Google falls into the former. Dropbox and Slack and LinkedIn fall into the latter.
There is no reasonable amount of time that needs to pass until I willingly let a Dropbox or a Slack or a LinkedIn run code in my workstation's kernel. Maybe that makes me a jerk - if it does, I apologize.
Google most certainly does not fall into the former.
Google has had multiple security incidents during the lifetime of the company that resulted in an increasing investment in upping their security profile. Operation Aurora (https://en.wikipedia.org/wiki/Operation_Aurora) was one of them (which of course bit a number of companies and was quite a sophisticated attack), but they have had other screwups, like the SRE spying incident (http://gawker.com/5637234/gcreep-google-engineer-stalked-tee...) and others.
For Dropbox, the password incident did result in major and serious change; it was a turning point resulting in significant investment in product and infrastructure security. In my admittedly biased opinion Dropbox now has one of the best security teams out there. For example the product security team invests heavily in the XSS protections on Dropbox's website that are top of class, and stronger than those on many of Google's own first party properties (I'll demur on details here at the risk of likely violating one or more NDAs, but I encourage you to read https://blogs.dropbox.com/tech/category/security/).
Source: I've worked as a software engineer at both Google and Dropbox and I'm reasonably familiar with engineering, infrastructure/operational and physical security practices at both organizations.
I'm not sure what this means, but if by "unbidden shill-like opinion" you mean to insinuate shilling by another commenter, that's not allowed on HN without evidence. An opposing opinion is not evidence.
For one, this was in regards to the parent being a response to its parent, which was unrelated to other parents.
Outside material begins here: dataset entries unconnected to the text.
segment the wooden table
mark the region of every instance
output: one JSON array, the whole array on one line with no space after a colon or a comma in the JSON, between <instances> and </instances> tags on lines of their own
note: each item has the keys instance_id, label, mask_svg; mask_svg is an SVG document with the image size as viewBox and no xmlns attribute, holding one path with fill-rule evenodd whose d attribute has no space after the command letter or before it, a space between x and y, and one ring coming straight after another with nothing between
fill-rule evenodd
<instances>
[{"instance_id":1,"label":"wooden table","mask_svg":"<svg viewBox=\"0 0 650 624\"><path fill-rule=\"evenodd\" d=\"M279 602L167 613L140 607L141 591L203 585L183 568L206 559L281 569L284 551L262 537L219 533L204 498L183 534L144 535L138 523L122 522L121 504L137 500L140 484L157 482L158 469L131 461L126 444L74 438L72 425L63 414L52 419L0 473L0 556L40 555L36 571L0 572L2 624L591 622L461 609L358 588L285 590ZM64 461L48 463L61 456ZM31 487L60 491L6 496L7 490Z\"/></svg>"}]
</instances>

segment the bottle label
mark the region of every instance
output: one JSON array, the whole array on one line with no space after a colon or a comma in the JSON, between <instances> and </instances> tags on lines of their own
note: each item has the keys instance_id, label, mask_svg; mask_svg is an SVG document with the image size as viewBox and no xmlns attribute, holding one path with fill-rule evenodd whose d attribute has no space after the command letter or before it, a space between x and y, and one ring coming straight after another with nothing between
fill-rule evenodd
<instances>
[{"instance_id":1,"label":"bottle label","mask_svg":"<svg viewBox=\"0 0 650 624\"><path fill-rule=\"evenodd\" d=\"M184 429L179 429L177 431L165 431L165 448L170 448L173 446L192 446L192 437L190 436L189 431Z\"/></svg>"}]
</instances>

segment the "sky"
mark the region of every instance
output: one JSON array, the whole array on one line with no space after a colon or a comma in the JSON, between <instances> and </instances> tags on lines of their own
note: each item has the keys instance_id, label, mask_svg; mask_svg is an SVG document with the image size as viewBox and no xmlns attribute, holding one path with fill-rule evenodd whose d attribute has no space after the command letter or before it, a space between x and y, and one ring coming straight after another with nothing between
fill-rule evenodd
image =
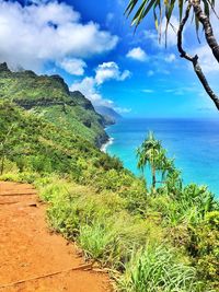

Second, I was attempting to make a generalized assessment that no one should particularly care about a prior/current/whatever employee's opinion, precisely because it is sorely lacking in technical details that matter. (In other words, it was an argument from authority - a fallacy.) Perhaps I triggered the wrong idea with "shill-like" but I'll take the down vote for that with pride. Cheers (and keep up the great mod work)!